The Zendesk Ticket Routing Problem

This is what Dave Hall encountered when tackling the problem of misrouted support tickets at his organization. The symptom was clear: tickets were going to the wrong teams. The naive solution was equally clear: throw a large language model at it. Use the LLM to read each ticket and route it intelligently. It would work. It would be reasonably accurate. It would also be expensive.

Instead, Hall took a step back and asked a different question: what is this system actually trying to do? It's trying to categorize tickets. It's trying to figure out which team should handle each one based on content and context. That's a routing problem, and routing problems have been studied for decades before large language models existed.

The insight was to separate concerns: use a fine-tuned BERT model for routing—trained on your organization's actual ticket history, so it learns your specific categories and your specific patterns of misclassification. BERT is smaller, faster, cheaper, and after fine-tuning on your data, likely more accurate than a general-purpose model at this specific task.

But classification isn't all that's needed. Some tickets are actually complicated enough to benefit from an LLM's reasoning capability. So the system uses LLMs for what they're actually good at: priority classification and summarization. Read the ticket, understand its urgency, understand its essence. Then feed that summary to the classifier.

Matching Problems to Tools

This architecture is elegant because it's honest about what each tool does. It's not using an LLM as a universal problem solver. It's using LLMs for reasoning tasks where their language understanding and generalization capabilities matter. It's using specialized models for pattern recognition on domain-specific data. It's using classical logic for what doesn't need learning at all.

The framework this suggests is simple but powerful: start with the problem statement. What are you actually trying to do? Once you understand that, the question becomes: what's the right tool for this particular problem?

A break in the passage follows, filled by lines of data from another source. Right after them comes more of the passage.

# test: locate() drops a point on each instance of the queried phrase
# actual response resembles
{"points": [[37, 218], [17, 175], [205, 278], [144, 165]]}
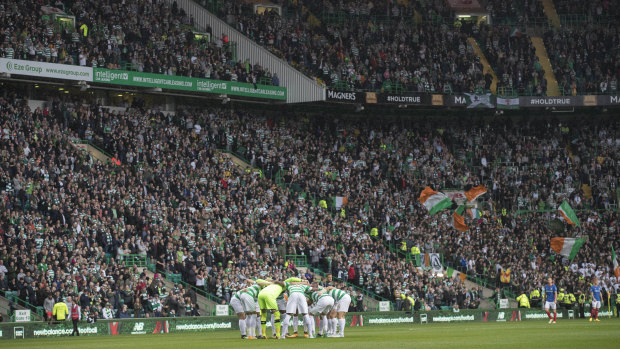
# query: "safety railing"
{"points": [[298, 260], [365, 292], [140, 260]]}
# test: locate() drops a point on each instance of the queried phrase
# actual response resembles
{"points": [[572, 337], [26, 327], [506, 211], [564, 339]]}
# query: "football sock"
{"points": [[263, 323], [285, 321], [257, 325], [309, 324], [249, 324], [333, 323], [242, 326], [295, 323], [277, 319], [323, 324]]}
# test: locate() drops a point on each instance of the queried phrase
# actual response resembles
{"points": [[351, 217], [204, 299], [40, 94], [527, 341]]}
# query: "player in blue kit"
{"points": [[595, 293], [551, 298]]}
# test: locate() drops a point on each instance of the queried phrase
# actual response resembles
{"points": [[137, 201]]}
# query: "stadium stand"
{"points": [[150, 38], [172, 201]]}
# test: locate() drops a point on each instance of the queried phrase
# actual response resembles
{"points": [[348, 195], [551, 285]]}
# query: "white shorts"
{"points": [[323, 306], [342, 306], [297, 303], [245, 304], [550, 305], [281, 304]]}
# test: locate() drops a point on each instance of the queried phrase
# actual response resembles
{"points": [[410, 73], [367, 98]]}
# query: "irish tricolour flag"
{"points": [[568, 214], [434, 201], [567, 247], [615, 260]]}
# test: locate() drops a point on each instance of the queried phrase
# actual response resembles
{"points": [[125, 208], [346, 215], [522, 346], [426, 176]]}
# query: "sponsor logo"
{"points": [[345, 96], [480, 100], [213, 326], [10, 66], [110, 75], [398, 320], [63, 331], [540, 316], [257, 91], [371, 97], [589, 101], [460, 100], [437, 100], [453, 318], [138, 328], [208, 86], [18, 332], [550, 101], [404, 99]]}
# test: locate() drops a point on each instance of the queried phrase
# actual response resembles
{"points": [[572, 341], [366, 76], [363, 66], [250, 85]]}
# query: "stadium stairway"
{"points": [[485, 63], [207, 306], [5, 306], [485, 302], [541, 52], [587, 191], [551, 13]]}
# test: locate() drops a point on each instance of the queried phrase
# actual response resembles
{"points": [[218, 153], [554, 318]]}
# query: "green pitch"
{"points": [[527, 334]]}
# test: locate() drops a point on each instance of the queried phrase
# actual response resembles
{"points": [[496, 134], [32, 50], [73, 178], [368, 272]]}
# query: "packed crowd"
{"points": [[403, 56], [180, 202], [524, 11], [514, 60], [145, 36], [585, 60]]}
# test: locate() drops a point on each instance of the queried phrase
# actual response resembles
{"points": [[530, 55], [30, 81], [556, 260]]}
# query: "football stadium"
{"points": [[309, 173]]}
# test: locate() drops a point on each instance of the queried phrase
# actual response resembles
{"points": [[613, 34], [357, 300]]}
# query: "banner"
{"points": [[608, 100], [480, 100], [141, 326], [22, 315], [345, 96], [405, 99], [132, 78], [561, 101], [46, 70]]}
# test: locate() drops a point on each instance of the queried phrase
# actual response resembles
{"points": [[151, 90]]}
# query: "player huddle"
{"points": [[282, 301], [551, 300]]}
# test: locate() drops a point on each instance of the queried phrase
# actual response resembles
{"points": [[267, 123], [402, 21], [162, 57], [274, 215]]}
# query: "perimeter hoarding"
{"points": [[183, 83], [46, 70], [142, 326]]}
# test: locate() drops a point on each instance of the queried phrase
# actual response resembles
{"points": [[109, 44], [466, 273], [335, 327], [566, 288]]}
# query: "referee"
{"points": [[76, 316]]}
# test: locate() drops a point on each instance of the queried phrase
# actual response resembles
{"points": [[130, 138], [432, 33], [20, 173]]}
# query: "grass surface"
{"points": [[527, 334]]}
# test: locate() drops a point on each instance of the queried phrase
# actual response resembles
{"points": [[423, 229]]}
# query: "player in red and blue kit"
{"points": [[551, 298], [595, 293]]}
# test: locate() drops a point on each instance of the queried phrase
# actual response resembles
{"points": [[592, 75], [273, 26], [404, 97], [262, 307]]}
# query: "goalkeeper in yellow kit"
{"points": [[267, 302]]}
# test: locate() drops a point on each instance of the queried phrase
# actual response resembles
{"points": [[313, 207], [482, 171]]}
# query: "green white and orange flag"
{"points": [[453, 274], [567, 247], [458, 221], [615, 261], [434, 201], [473, 193], [568, 214]]}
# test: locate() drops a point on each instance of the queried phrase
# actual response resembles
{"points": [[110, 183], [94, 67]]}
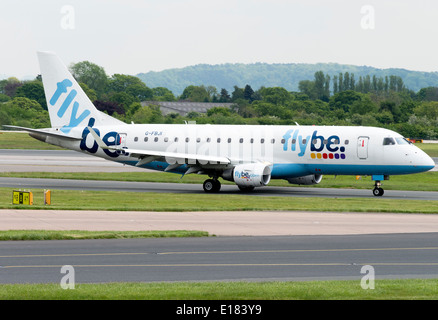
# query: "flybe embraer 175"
{"points": [[248, 155]]}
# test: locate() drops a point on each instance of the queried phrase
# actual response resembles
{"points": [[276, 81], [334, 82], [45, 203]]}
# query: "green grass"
{"points": [[411, 289], [80, 234], [427, 181], [149, 201]]}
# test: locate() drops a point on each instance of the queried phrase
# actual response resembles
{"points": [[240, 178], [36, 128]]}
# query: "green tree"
{"points": [[33, 90], [91, 74], [130, 85]]}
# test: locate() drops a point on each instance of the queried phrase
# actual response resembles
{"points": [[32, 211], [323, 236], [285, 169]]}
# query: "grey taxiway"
{"points": [[393, 254]]}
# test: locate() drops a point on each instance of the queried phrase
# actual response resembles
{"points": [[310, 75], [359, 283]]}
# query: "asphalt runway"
{"points": [[395, 248], [222, 259], [67, 184], [71, 161]]}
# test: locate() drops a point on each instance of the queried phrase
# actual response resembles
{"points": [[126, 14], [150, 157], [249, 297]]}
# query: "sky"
{"points": [[133, 36]]}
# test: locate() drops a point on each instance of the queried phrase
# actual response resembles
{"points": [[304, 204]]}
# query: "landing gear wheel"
{"points": [[211, 185], [378, 192], [245, 189]]}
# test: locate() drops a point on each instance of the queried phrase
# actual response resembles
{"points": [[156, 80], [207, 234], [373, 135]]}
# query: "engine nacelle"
{"points": [[306, 180], [249, 175]]}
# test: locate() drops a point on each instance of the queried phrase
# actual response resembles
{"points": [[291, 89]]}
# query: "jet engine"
{"points": [[306, 180], [249, 175]]}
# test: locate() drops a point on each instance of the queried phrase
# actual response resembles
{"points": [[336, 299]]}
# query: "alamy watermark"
{"points": [[68, 18], [68, 281], [367, 281]]}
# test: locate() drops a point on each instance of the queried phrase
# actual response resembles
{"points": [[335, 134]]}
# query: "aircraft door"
{"points": [[362, 147]]}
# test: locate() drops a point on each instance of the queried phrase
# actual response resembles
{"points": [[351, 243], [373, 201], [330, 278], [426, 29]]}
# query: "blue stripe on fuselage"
{"points": [[292, 170]]}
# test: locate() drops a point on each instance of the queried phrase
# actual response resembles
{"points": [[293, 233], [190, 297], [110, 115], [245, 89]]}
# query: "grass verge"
{"points": [[406, 289], [418, 182], [148, 201]]}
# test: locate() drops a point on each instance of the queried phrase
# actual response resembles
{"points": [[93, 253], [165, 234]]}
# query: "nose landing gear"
{"points": [[212, 185], [378, 191]]}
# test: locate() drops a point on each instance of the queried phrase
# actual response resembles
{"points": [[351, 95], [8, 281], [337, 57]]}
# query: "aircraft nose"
{"points": [[425, 161]]}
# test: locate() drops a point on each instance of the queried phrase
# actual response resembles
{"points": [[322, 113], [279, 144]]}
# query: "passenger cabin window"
{"points": [[402, 141], [388, 141]]}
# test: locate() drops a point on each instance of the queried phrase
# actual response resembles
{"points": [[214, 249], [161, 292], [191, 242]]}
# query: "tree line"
{"points": [[338, 100]]}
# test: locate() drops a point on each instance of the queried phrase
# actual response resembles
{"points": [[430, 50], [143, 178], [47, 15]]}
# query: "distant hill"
{"points": [[269, 75]]}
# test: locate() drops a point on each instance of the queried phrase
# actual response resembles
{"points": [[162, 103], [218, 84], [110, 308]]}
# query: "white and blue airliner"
{"points": [[248, 155]]}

Sometimes the right tool is an LLM. If you need to understand novel, unstructured text with high variability, and the domain is so broad that fine-tuning isn't practical, a frontier model might be your answer. But often the right tool is something else. It might be a fine-tuned smaller model. It might be a classical classifier. It might be a rule-based system with well-defined logic. It might be multiple tools in sequence, each doing one thing well.

The cost implications are substantial. A fine-tuned BERT model on commodity hardware might cost a fraction of a cent per inference. A frontier model API call might cost cents. At scale—thousands or millions of inferences—that difference determines whether your system is viable. It also determines whether you can afford to experiment and iterate. If every change requires a new batch of expensive API calls, you innovate more slowly.

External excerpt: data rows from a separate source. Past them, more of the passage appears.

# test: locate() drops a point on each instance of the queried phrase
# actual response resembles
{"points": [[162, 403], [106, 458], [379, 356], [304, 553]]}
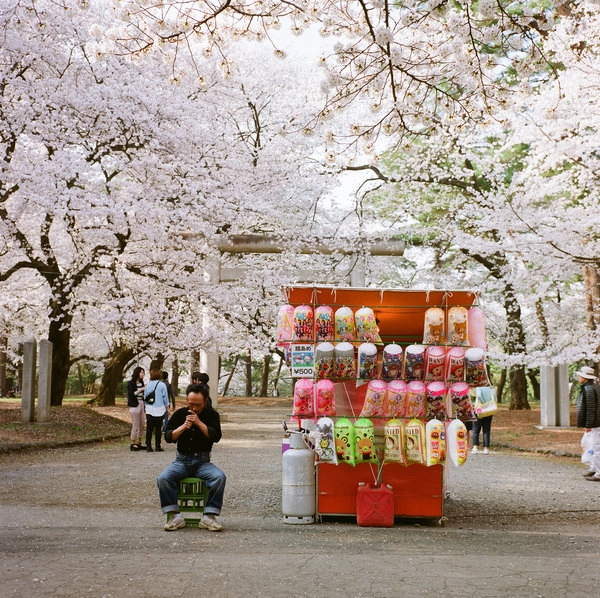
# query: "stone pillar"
{"points": [[554, 396], [28, 389], [44, 381]]}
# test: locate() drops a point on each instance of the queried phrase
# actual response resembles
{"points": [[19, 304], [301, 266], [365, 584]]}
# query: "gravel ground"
{"points": [[85, 521]]}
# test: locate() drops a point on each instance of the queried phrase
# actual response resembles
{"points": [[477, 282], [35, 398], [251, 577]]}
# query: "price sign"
{"points": [[303, 361]]}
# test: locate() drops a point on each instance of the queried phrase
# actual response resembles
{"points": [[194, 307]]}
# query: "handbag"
{"points": [[485, 403], [151, 396]]}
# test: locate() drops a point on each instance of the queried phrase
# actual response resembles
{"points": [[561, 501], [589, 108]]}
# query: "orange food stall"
{"points": [[418, 489]]}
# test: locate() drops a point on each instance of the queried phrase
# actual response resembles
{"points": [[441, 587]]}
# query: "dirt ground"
{"points": [[84, 520]]}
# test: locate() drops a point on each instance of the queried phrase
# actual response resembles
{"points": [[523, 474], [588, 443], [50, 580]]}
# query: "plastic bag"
{"points": [[367, 361], [344, 441], [587, 448], [374, 404], [324, 441], [304, 324], [414, 435], [364, 441], [485, 403], [435, 435], [394, 441], [433, 332], [456, 442]]}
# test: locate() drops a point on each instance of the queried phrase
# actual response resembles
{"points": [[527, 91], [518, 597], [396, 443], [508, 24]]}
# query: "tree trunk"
{"points": [[80, 379], [264, 381], [277, 375], [3, 348], [591, 280], [230, 376], [248, 373], [175, 376], [518, 388], [533, 376], [59, 334], [515, 344], [113, 374]]}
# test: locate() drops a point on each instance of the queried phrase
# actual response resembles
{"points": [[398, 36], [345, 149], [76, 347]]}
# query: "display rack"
{"points": [[419, 490]]}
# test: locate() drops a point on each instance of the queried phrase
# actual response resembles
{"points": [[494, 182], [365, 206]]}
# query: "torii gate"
{"points": [[209, 361]]}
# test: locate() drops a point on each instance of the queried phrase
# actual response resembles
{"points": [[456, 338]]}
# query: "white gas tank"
{"points": [[298, 482]]}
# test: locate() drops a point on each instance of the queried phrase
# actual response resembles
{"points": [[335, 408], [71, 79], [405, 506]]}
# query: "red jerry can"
{"points": [[374, 505]]}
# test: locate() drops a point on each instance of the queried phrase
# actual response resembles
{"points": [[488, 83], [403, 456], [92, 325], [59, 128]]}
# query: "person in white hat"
{"points": [[588, 417]]}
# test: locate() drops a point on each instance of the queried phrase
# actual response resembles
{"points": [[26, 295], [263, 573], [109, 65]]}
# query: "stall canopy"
{"points": [[400, 313]]}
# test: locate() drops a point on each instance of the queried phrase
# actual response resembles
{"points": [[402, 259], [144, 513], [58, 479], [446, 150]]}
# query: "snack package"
{"points": [[325, 398], [345, 330], [475, 371], [457, 326], [366, 326], [455, 364], [394, 442], [392, 362], [364, 441], [285, 325], [476, 328], [462, 408], [367, 361], [325, 361], [304, 401], [345, 368], [395, 403], [414, 362], [344, 441], [324, 441], [456, 442], [374, 405], [435, 358], [324, 324], [433, 333], [304, 325], [414, 439], [435, 435], [436, 400], [416, 399]]}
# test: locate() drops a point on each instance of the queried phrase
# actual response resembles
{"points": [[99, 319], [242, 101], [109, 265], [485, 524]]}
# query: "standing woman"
{"points": [[135, 402], [156, 410]]}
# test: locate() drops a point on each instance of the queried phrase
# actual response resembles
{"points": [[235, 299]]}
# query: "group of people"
{"points": [[154, 415], [194, 428]]}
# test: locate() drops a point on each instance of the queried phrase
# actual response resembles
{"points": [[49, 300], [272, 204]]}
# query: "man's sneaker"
{"points": [[210, 522], [176, 522]]}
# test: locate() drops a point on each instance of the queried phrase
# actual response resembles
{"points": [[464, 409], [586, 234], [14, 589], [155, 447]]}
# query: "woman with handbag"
{"points": [[135, 402], [156, 399], [486, 399]]}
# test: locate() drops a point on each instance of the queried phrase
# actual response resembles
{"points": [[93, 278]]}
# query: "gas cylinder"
{"points": [[298, 482]]}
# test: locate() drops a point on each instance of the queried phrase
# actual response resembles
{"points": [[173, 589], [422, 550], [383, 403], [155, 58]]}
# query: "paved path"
{"points": [[85, 522]]}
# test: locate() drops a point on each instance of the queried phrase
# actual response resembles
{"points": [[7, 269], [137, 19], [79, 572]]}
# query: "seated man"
{"points": [[194, 428]]}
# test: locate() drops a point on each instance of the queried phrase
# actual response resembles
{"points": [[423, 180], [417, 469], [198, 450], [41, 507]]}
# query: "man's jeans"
{"points": [[197, 466]]}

But the implications go deeper than economics. Using the right tool for each part of your system makes the system more understandable. Each component has a clear purpose. You're not trying to convince an LLM to do something that's not in its wheelhouse. Debugging is easier. Performance is more predictable. The whole architecture is simpler to reason about.

Building the Right Stack

Dave Hall brings two decades of experience in automation, cloud, and DevOps to this kind of thinking. He built Gata Router as a practical instantiation of these ideas: a production system that's effective because it's been deliberate about which tools to use and why. It's open source, which means the thinking is visible and the architecture can be learned from.

The invitation here is to think differently about how you approach new problems. Don't start with "what AI tool should I use?" Start with "what am I actually trying to solve?" Sometimes the answer will be "an LLM." More often, it will be "a combination of tools, carefully chosen."

Dave Hall will be sharing this framework and the lessons learned from building Gata at AI Engineer Melbourne 2026, June 3-4.